July 5, 2022
July 5, 2022
Ice cold drinks on a rooftop, highlighted cheekbones, chairs pushed aside for a makeshift dance floor: This is the kind of feeling that Beyoncé’s “Break My Soul” evokes — and how Beyoncé has re-stoked the flames of the Great Resignation.
Within 24 hours of the song’s release, the search query “how to resign” jumped by 350% and “great resignation” skyrocketed by 1,550% in the U.S., according to Workmajig, a project management software company. Bey sets the scene: “Now I just fell in love / And I just quit my job / I’m gonna find new drive / Damn, they work me so damn hard / Work by nine, / Then off past five / And they work my nerves / That’s why I cannot sleep at night.” In this vignette alone, she touches on some phenomena that HR professionals are intimately familiar with.
Quarantining eroded many people’s sense of time and — especially for those who could work remotely — their boundaries between personal and professional life.

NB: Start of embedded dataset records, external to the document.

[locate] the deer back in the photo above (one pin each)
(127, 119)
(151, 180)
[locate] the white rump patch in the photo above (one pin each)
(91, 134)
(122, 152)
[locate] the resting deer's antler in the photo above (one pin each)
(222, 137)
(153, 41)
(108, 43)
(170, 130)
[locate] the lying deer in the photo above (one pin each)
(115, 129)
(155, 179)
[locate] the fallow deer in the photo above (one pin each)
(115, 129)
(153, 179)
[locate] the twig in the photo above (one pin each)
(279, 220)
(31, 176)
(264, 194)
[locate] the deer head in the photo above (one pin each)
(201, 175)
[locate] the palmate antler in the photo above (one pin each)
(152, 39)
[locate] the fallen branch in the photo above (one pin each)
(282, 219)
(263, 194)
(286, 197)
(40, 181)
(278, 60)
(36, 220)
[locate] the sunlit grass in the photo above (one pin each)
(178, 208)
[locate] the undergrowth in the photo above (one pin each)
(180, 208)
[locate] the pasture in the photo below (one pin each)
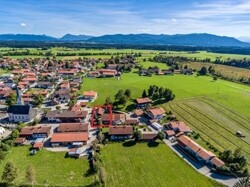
(151, 166)
(215, 123)
(50, 168)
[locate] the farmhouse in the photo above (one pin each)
(67, 116)
(72, 127)
(179, 126)
(143, 102)
(35, 131)
(90, 95)
(199, 152)
(70, 138)
(120, 132)
(155, 113)
(148, 136)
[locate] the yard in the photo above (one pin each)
(50, 168)
(215, 123)
(150, 166)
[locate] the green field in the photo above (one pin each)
(230, 94)
(215, 122)
(141, 165)
(50, 168)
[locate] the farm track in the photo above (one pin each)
(210, 130)
(195, 127)
(221, 126)
(235, 113)
(229, 116)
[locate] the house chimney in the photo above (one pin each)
(19, 99)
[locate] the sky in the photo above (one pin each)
(99, 17)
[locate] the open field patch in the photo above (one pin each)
(150, 166)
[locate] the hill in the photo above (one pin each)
(70, 37)
(207, 40)
(26, 37)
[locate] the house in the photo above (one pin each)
(116, 119)
(72, 127)
(199, 152)
(148, 136)
(66, 73)
(138, 113)
(120, 132)
(69, 139)
(90, 95)
(179, 126)
(107, 72)
(20, 141)
(38, 144)
(155, 113)
(20, 112)
(170, 133)
(35, 131)
(143, 102)
(62, 96)
(45, 85)
(66, 116)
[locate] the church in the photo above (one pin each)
(20, 112)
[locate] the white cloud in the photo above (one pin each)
(145, 30)
(23, 24)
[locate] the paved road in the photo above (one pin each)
(201, 168)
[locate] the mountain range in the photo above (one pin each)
(206, 40)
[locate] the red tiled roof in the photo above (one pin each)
(143, 100)
(90, 93)
(29, 130)
(217, 162)
(73, 127)
(170, 132)
(121, 130)
(148, 135)
(156, 111)
(69, 137)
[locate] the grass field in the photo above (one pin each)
(50, 168)
(230, 94)
(215, 122)
(141, 165)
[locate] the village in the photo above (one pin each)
(44, 98)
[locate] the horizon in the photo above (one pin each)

As early as April 2020, researchers clocked this work-life imbalance, and unconventional, flexible scheduling remains a grappling point for managers in 2022. Beyond longer hours on the clock, the collective trauma of COVID-19 exposure concerns, isolation, child care challenges, family deaths and long COVID-19 did a number on people’s mental health.
A June 2022 report by the Society for Human Resource Management reconfirmed that employee well-being and caregiving are increasingly top of mind for HR professionals amid the pandemic. In 2022, 88% of respondents marked health-related benefits as “very important” or “extremely important.” Compare that to 75% of SHRM survey-takers in 2019. Forty-six percent of respondents marked wellness benefits as being very or extremely important this year, whereas only 36% of respondents said the same in 2019.